Aggregation problem

Post questions here relative to DataStage Server Edition for such areas as Server job design, DS Basic, Routines, Job Sequences, etc.

Moderators: chulett, rschirm, roy

Post Reply
goriparthi
Charter Member
Charter Member
Posts: 57
Joined: Fri Feb 24, 2006 7:44 am

Aggregation problem

Post by goriparthi »

Hi,


i have a job in which data should be aggregated based on four coloumns dealer,invoice,year,month and take the sum of sales.
i have 4.5 million records and job aborts around 1 million and only gives two warnings

CopyOfCopyOfTest_MOP_RTLFDTC..Aggr_Sales: %s
Abnormal termination of stage CopyOfCopyOfTest_MOP_RTLFDTC..Transformer_79 detected

when i remove the invoice from the four coluomns the job ran fine.
also it runs fine till 600000 rows or so without any warning even with the invoice included.
thought of some data issue and did null handling but of no use.

Any Suggestions.


Thanks
Raj
kris007
Charter Member
Charter Member
Posts: 1102
Joined: Tue Jan 24, 2006 5:38 pm
Location: Riverside, RI

Re: Aggregation problem

Post by kris007 »

goriparthi wrote: Abnormal termination of stage CopyOfCopyOfTest_MOP_RTLFDTC..Transformer_79 detected
Is this your Aggregator stage or Transformer Stage? Also, are you sorting data flowing into the Aggregator stage? Are you mentioning how the data is coming to the Aggregator on the inputs tab of the Aggregator stage? I think you are running out of temp space. You might want to sort the data and tell the aggregator stage how the data is coming in and then see if it aborts again. In BTW, what are the error messages you get apart from those two warnings?
Kris

Where's the "Any" key?-Homer Simpson
thumsup9
Charter Member
Charter Member
Posts: 168
Joined: Fri Feb 18, 2005 11:29 am

Post by thumsup9 »

I assume that you have sorted the data before aggregation
goriparthi
Charter Member
Charter Member
Posts: 57
Joined: Fri Feb 24, 2006 7:44 am

Post by goriparthi »

thumsup9 wrote:I assume that you have sorted the data before aggregation
No, I didnt i am doing it now
thumsup9
Charter Member
Charter Member
Posts: 168
Joined: Fri Feb 18, 2005 11:29 am

Post by thumsup9 »

I hope that should fix the issue.. Let us know !
kris007
Charter Member
Charter Member
Posts: 1102
Joined: Tue Jan 24, 2006 5:38 pm
Location: Riverside, RI

Post by kris007 »

Also make sure that you mention in the Aggregator stage, the sorting order of the input data, on the inputs tab.
Kris

Where's the "Any" key?-Homer Simpson
chulett
Charter Member
Charter Member
Posts: 43085
Joined: Tue Nov 12, 2002 4:34 pm
Location: Denver, CO

Post by chulett »

Make sure you sort the data in such a manner that supports the aggregation being done. Get it wrong and the stage will ignore your sort work and handle it itself. Also make sure you 'assert' the sort order correctly in the stage, get that wrong and the job will abort with a 'Row out of seqeunce' error.

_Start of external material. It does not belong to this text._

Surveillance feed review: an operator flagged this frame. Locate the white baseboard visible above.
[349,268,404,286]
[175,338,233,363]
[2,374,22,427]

If it all works, the Aggregator stage will no longer be a bottle-neck in your job but will instead deliver rows out whenever a group change occurs.
-craig

"You can never have too many knives" -- Logan Nine Fingers
goriparthi
Charter Member
Charter Member
Posts: 57
Joined: Fri Feb 24, 2006 7:44 am

Post by goriparthi »

chulett wrote:Make sure you sort the data in such a manner that supports the aggregation being done. Get it wrong and the stage will ignore your sort work and handle it itself. Also make sure you 'assert' the sort order correctly in the stage, get that wrong and the job will abort with a 'Row out of seqeunce' error.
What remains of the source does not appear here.